You’d be forgiven, if you have never actually participated in a corporate transaction, for believing that the proverbial closing is the conclusion of a deal. Closings are colloquially and energetically discussed by experts, professionals and laypersons, alike. Closings serve as critical milestones in myriad transactional types and are announced as though they serve to package up all the mess of a deal, with a big number, a lot of smiles, and a bow on top.
Unfortunately, none of that is true. In fact, as we will see shortly, what constitutes the closing is not as clear as is generally imagined. And while closings do represent a critical milestone, that milestone is the middle of the deal, not the end of it. There are actually four phases in a deal, and the closing serves as the line of demarcation between Phases I & II, and Phases III and IV.
This writing serves as an introduction to this model, including a detailed description of each phase. Subsequent publications will include a “deep dive” into each phase, and the “best practices” for success therein.
The Four Phases
Broadly, the four phases are as follows:
Phase 1 – Pre-Deal (commencing upon Initial Discussions):
- Initial Discussions
- Development and delivery of Term Sheet(s)
- Valuation
- Pricing (Review of comparable sales)
- Marketing of Sale (Selection of business brokerage)
- Development of initial Due Diligence request list
- Development of Letter of Intent / Memorandum of Understanding (LOI/MOU)
Phase 2 – Deal (commencing upon Execution of the LOI/MOU):
Due Diligence delivery
- Due Diligence review
- Disclosure Schedules
- Definitive Document development, negotiation, turn, and delivery for signature
- Development of financing strategies (if necessary)
- Development of corporate architecture
- Compliance Review
- Budget Development
- Purchase price tax allocations
- Closing, that is, mutual execution of definitive documents
Phase 3 – Post-Close (commencing upon Closing):
Post-Closing administration
- Recording / Filing
- Corporate administration (e.g. recording of transferred equity, execution of new/revised corporate agreements, meetings / minutes / resolutions
- Transfer of goodwill via limited-term, post-closing, seller consulting
- Termination / Resolution of Escrow
- Post-Closing diligence and resolution of any breaches of reps/warranties
- Deal Book Delivery
- Termination of Reps and Warranties
Phase 4 – Operations (commencing upon Termination of Reps and Warranties):
- Operations fully undertaken by Buyer (or designee)
- Integration of acquisition into buyer’s existing business e.g. achievement of synergies, reduction of overlap etc.
- Creation of new reporting structures: organizational charts
- Development of new agreements, as necessary
- Resolution of proposed budget with operational results
- Development of revised budget
- Coordination of professionals
We will undertake in-depth analysis of each phase, in subsequent blog posts.
Modern business has little appetite for complexity and has given way to a compulsion to “simplify” everything.

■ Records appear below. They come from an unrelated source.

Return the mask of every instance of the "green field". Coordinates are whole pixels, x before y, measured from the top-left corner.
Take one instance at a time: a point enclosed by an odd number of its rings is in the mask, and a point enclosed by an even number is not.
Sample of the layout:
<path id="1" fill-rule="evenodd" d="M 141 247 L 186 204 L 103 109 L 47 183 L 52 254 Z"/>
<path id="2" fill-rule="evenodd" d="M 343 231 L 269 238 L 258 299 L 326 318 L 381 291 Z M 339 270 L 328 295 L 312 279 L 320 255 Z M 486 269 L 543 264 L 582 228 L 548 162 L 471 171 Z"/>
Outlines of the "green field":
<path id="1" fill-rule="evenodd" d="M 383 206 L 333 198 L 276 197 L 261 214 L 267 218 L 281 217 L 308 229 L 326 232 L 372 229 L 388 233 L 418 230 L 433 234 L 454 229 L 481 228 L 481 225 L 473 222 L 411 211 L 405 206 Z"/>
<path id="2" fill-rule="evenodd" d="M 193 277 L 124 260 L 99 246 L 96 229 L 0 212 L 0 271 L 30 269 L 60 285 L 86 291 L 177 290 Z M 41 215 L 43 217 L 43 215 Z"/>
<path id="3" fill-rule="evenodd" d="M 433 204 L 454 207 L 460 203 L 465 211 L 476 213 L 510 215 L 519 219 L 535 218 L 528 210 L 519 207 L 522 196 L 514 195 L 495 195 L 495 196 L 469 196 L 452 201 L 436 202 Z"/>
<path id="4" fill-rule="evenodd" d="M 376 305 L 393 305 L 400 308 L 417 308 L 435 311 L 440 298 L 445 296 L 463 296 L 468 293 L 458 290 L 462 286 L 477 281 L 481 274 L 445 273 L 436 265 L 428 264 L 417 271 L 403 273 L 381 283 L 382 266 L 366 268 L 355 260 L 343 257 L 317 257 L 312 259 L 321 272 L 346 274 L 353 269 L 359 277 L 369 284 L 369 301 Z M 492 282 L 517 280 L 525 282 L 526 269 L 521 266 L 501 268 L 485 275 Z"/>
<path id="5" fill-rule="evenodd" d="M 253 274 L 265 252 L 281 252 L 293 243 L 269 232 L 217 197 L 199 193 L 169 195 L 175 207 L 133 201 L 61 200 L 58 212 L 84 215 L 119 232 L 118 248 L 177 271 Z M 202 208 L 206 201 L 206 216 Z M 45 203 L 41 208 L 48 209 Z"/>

However, simplification frequently betrays the goals of the parties. A common reaction of business owners to this vision of a deal is to ask why it’s so complicated. The answer is “because it needs to be.” As a matter of practice, we are minimalists, which may be particularly difficult to believe after consuming this introductory piece, but there is a fundamental information asymmetry between buyers and sellers that can only be effectively resolved through this process. If there were a faster, more efficient and more effective way, we would already be selling it.
The stakes of corporate deals are often astronomical, and many of the included risks are non-insurable, which means the only insurance available for the risk involved in buying or selling a going concern is good legal counsel and a comparably good deal process. The bottom line is that the only thing more expensive than deal counsel is undertaking a deal without competent deal counsel. As always, the cheap man spends the most.